江东市,市政广场变成了一个巨大的临时募兵站。
五星上將罗屠站在一辆履带断裂的重型主战坦克上,眉头紧锁地看著手中的人员花名册。
“太少了……实在是太少了!”
罗屠粗糙的大手將花名册捏得皱巴巴的。
他转头看向身边的儿子罗峰,沉声道:“之前在003號基地特训的那三千名新兵,经歷了基地覆灭和这几天的守城血战,现在还剩下多少?”
罗峰沉默了片刻,声音有些乾涩:“不到两千人。”
“两千人……”罗屠深吸了一口气,仰望灰暗的北方天空,“北境长城防线绵延数万里,哪怕我们只是想去收復其中一个防区,没有几万名精锐武者填进去,连个水花都翻不起来。光靠这两千新兵和我们带回来的几十个將领,根本不够塞异族牙缝的。”
“必须在江东市就地徵兵!这是我们反攻的唯一机会!”
罗屠猛地跳下坦克,对著广场上临时搭建的广播大喇叭,开启了全城动员。
“江东市的武者同胞们!!”
罗屠那蕴含著大圣气血的声音,在江东市的每一个角落迴荡:“我是北境长城军罗屠!异族毁了我们的家园,杀了我们的亲人!现在,我奉命在江东市重组北伐军!不论男女,不论出身!只要你是武者,只要你还有一口血性!站出来!跟我去北境,重建人族防线!”
然而。
半个小时过去了,广场上虽然围拢了数万名倖存者,但真正敢走到募兵台前登记的,却寥寥无几。
气氛压抑得令人窒息。
“將军……不是我们怕死……”
人群中,一个断了一条胳膊的中年大叔红著眼眶,声音发抖地喊道:“可是……那是北境啊!听说那里有上亿的异兽,连六阶的异族王者都遍地走!数百万的正规军都死在那儿了,连高高在上的军皇大人都战死了!”
“我们这些只有初级、中级境界的普通武者,去了能干什么?当炮灰吗?给异族当人宠加餐吗?!”
“是啊將军!”一个抱著孩子的年轻寡妇哭著喊道,“我丈夫前天刚死在城墙上,我家里就剩这个独苗了!去了北境就是送死,谁还敢去啊!”
恐惧,像瘟疫一样在人群中蔓延。
是啊,百万人族大军都败了,军皇都战死了。
这如同天塌一般的绝望感,早就把普通武者的胆气给嚇破了。
他们寧愿龟缩在江东市这片废墟里苟延残喘,也不敢去那个被称为“生命绞肉机”的北境长城。

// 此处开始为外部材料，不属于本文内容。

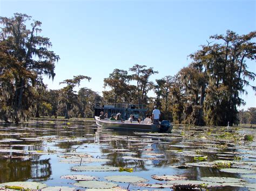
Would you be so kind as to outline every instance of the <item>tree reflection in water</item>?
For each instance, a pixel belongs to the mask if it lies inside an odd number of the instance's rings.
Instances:
[[[52,174],[50,159],[35,159],[0,160],[0,182],[22,181],[29,179],[37,181],[48,180]]]

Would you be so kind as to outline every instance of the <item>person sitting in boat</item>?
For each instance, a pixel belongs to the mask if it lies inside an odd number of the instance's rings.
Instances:
[[[99,119],[102,120],[104,119],[105,118],[107,117],[107,114],[105,114],[103,111],[100,111],[100,115],[99,116]]]
[[[134,121],[134,122],[135,121],[138,121],[138,119],[135,118],[134,115],[132,115],[131,119],[130,119],[130,121],[131,123],[132,122],[133,122],[133,121]]]
[[[118,113],[116,117],[116,121],[121,121],[123,123],[123,119],[121,117],[121,114]]]
[[[154,110],[152,113],[152,116],[153,118],[153,123],[154,124],[159,124],[159,118],[161,113],[160,110],[157,109],[157,105],[154,106]]]
[[[152,123],[152,120],[150,118],[150,116],[149,114],[146,115],[146,118],[145,118],[144,122],[144,124],[149,124]]]
[[[131,120],[132,120],[132,116],[133,116],[132,114],[131,114],[131,115],[130,115],[130,118],[128,119],[128,121],[131,121]]]
[[[111,115],[111,117],[110,118],[110,120],[116,121],[116,118],[114,117],[113,115]]]

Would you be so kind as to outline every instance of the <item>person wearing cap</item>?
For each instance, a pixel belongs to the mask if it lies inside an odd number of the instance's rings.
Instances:
[[[146,115],[146,118],[145,118],[144,122],[145,124],[148,124],[148,123],[152,123],[152,120],[150,118],[150,116],[149,116],[149,114]]]
[[[110,117],[109,118],[109,120],[110,121],[116,121],[116,118],[114,117],[114,115],[111,115],[111,117]]]
[[[100,115],[99,116],[99,119],[102,120],[104,119],[105,118],[107,117],[107,114],[105,114],[104,115],[104,112],[103,111],[100,111]]]
[[[153,112],[152,113],[153,124],[159,124],[159,118],[160,114],[161,113],[160,112],[160,110],[157,109],[157,105],[154,105],[154,110],[153,110]]]
[[[121,114],[117,113],[117,116],[116,117],[116,121],[120,121],[121,122],[123,122],[123,119],[121,117]]]
[[[132,120],[132,116],[133,116],[132,114],[131,114],[131,115],[130,115],[130,118],[128,119],[128,121],[131,121],[131,120]]]

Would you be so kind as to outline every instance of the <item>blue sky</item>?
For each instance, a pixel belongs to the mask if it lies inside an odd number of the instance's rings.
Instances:
[[[92,80],[79,88],[99,93],[104,78],[115,68],[152,67],[159,72],[151,77],[154,81],[187,66],[187,55],[211,35],[256,30],[256,1],[0,0],[1,16],[15,12],[41,21],[41,35],[50,38],[60,57],[54,81],[44,79],[50,89],[80,74]],[[255,61],[248,66],[256,73]],[[255,107],[254,92],[246,89],[242,108]]]

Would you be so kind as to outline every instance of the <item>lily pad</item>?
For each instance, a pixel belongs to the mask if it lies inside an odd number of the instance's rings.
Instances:
[[[256,179],[256,175],[252,174],[246,174],[242,175],[242,178],[245,178],[246,179]]]
[[[170,175],[163,175],[162,176],[158,176],[157,175],[152,175],[151,178],[153,179],[158,180],[186,180],[186,177],[185,176],[172,176]]]
[[[149,160],[146,158],[138,158],[138,157],[133,157],[131,156],[124,156],[122,157],[124,159],[127,159],[127,160]]]
[[[232,183],[240,183],[245,182],[245,180],[236,178],[230,177],[201,177],[200,180],[207,182],[232,182]]]
[[[106,189],[89,188],[86,189],[86,191],[127,191],[127,189],[123,189],[121,187],[115,187],[114,188]]]
[[[249,188],[256,189],[256,183],[247,183],[245,185],[245,186]]]
[[[71,169],[76,171],[118,171],[119,168],[110,166],[77,166]]]
[[[104,179],[108,181],[125,183],[142,182],[148,181],[139,176],[126,175],[109,176],[105,177]]]
[[[220,171],[223,172],[228,172],[230,173],[239,173],[239,174],[252,174],[256,173],[256,171],[250,170],[241,168],[221,168]]]
[[[96,176],[86,175],[80,175],[80,174],[74,174],[74,175],[65,175],[64,176],[60,176],[61,179],[66,179],[74,180],[76,181],[79,180],[93,180],[98,179],[98,178]]]
[[[80,187],[88,188],[113,188],[117,187],[118,185],[112,183],[105,181],[99,181],[95,180],[90,180],[86,181],[78,181],[74,183],[75,186]]]
[[[73,191],[75,190],[75,188],[71,188],[68,186],[49,186],[41,189],[42,191],[51,191],[51,190],[65,190],[65,191]]]
[[[0,187],[4,187],[5,186],[17,186],[30,189],[42,189],[47,187],[45,183],[36,182],[10,182],[0,184]]]

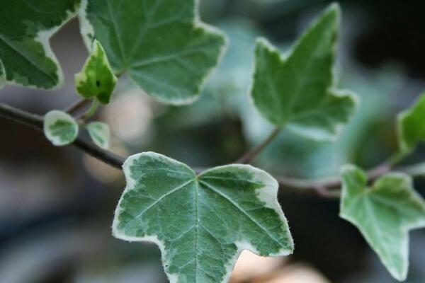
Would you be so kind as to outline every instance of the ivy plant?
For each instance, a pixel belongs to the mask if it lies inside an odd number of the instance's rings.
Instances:
[[[248,164],[282,130],[334,141],[356,112],[357,96],[340,88],[336,79],[341,21],[336,4],[285,54],[265,38],[256,40],[246,95],[276,129],[234,163],[198,169],[157,153],[126,158],[107,151],[109,126],[92,118],[100,106],[113,103],[120,76],[161,103],[187,104],[199,97],[227,40],[202,23],[198,13],[195,0],[5,1],[0,10],[0,86],[59,86],[61,67],[48,40],[74,16],[79,19],[89,56],[74,77],[81,99],[76,103],[44,116],[0,103],[0,116],[43,132],[55,146],[72,144],[122,167],[127,185],[112,233],[124,241],[156,243],[171,282],[227,282],[243,250],[291,254],[294,243],[278,201],[279,186],[340,197],[341,218],[360,230],[390,273],[404,280],[408,232],[425,226],[425,202],[413,188],[416,173],[397,163],[425,139],[425,94],[399,115],[400,149],[376,168],[345,166],[341,178],[306,180],[272,176]]]

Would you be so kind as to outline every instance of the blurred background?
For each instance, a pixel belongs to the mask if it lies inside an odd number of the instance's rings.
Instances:
[[[283,52],[327,5],[323,0],[200,0],[202,18],[229,36],[230,46],[202,97],[190,106],[157,103],[125,78],[97,119],[114,135],[113,151],[154,151],[193,166],[233,161],[271,131],[247,100],[255,38]],[[334,176],[356,163],[370,168],[396,149],[395,116],[425,89],[425,2],[341,1],[340,86],[361,108],[333,144],[283,132],[255,165],[271,173]],[[73,76],[87,52],[73,20],[52,40],[65,74],[58,91],[7,86],[0,100],[33,112],[63,109],[78,98]],[[0,119],[0,282],[166,282],[159,249],[112,237],[122,173],[72,147],[55,148],[40,133]],[[406,160],[424,159],[425,148]],[[425,192],[425,182],[415,180]],[[282,188],[279,201],[295,241],[293,255],[244,252],[232,282],[392,282],[354,226],[338,216],[338,200]],[[425,231],[410,233],[408,282],[424,282]]]

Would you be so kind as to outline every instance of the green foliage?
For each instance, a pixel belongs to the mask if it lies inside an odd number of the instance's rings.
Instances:
[[[334,139],[353,113],[356,96],[336,88],[339,15],[332,5],[285,57],[266,40],[257,41],[251,95],[276,126],[312,139]]]
[[[108,104],[116,83],[105,50],[95,40],[83,69],[75,75],[76,91],[84,98],[96,98],[101,103]]]
[[[78,136],[79,126],[69,115],[52,110],[44,119],[44,133],[47,139],[57,146],[71,144]]]
[[[225,282],[243,249],[261,255],[293,250],[278,183],[263,171],[230,165],[196,175],[151,152],[130,156],[123,169],[127,187],[113,235],[156,243],[171,282]]]
[[[414,190],[411,178],[390,173],[369,187],[360,168],[346,166],[341,175],[341,216],[358,228],[391,275],[404,280],[408,232],[425,227],[425,202]]]
[[[96,145],[108,149],[110,146],[110,130],[108,124],[91,122],[87,125],[87,131]]]
[[[76,0],[2,1],[0,8],[1,81],[51,89],[62,73],[49,38],[74,15]]]
[[[397,119],[399,146],[402,152],[409,152],[425,140],[425,93],[409,109]]]
[[[196,3],[83,0],[81,33],[102,43],[115,73],[163,102],[189,103],[225,46],[221,33],[200,23]]]

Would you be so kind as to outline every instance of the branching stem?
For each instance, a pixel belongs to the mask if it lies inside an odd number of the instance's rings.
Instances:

看著这些瑟瑟发抖的同胞,罗屠的心在滴血,但他没有怪他们。
他猛地拔出腰间的战刀,一把扯开自己身上那件残破的军服,露出了胸膛上那纵横交错、甚至深可见骨的数十道恐怖伤疤!
“你们怕死?!我也怕!!”
罗屠双目赤红,指著自己的伤疤怒吼道:“但如果每个人都怕死,都躲在后面,谁去守国门?!今天异族能撕碎北境,明天就能踏平江东!你们以为躲在这里就能活命吗?到时候,你们怀里的孩子,就是异族餐桌上的肉!!”
“国將不存,何以为家?!”
罗屠的这番话,如同重锤一般砸在每一个人的心坎上,许多武者羞愧地低下了头,握紧了拳头。
“而且!我们不是去送死!”
罗屠猛地转过身,声音因为极度的狂热而嘶哑:
“百万人族大军確实败了!但那是以前!”
“现在,我们江东市,有了一尊新的武皇!有武皇大人亲自坐镇带领我们,就有胜利的希望!!”
“兄弟们!跟著武皇去报仇!杀光那些畜生!!谁敢隨我同去?!”
“武皇”这两个字,就像是一剂强心针,瞬间引爆了全场的情绪。
“我去!!”
那个断了胳膊的中年大叔第一个衝上了募兵台,用仅剩的一只手抓起登记笔,“我儿子死在北境了!老子去给他收尸!跟著琨皇,老子就是死,也要咬下异兽的一块肉!”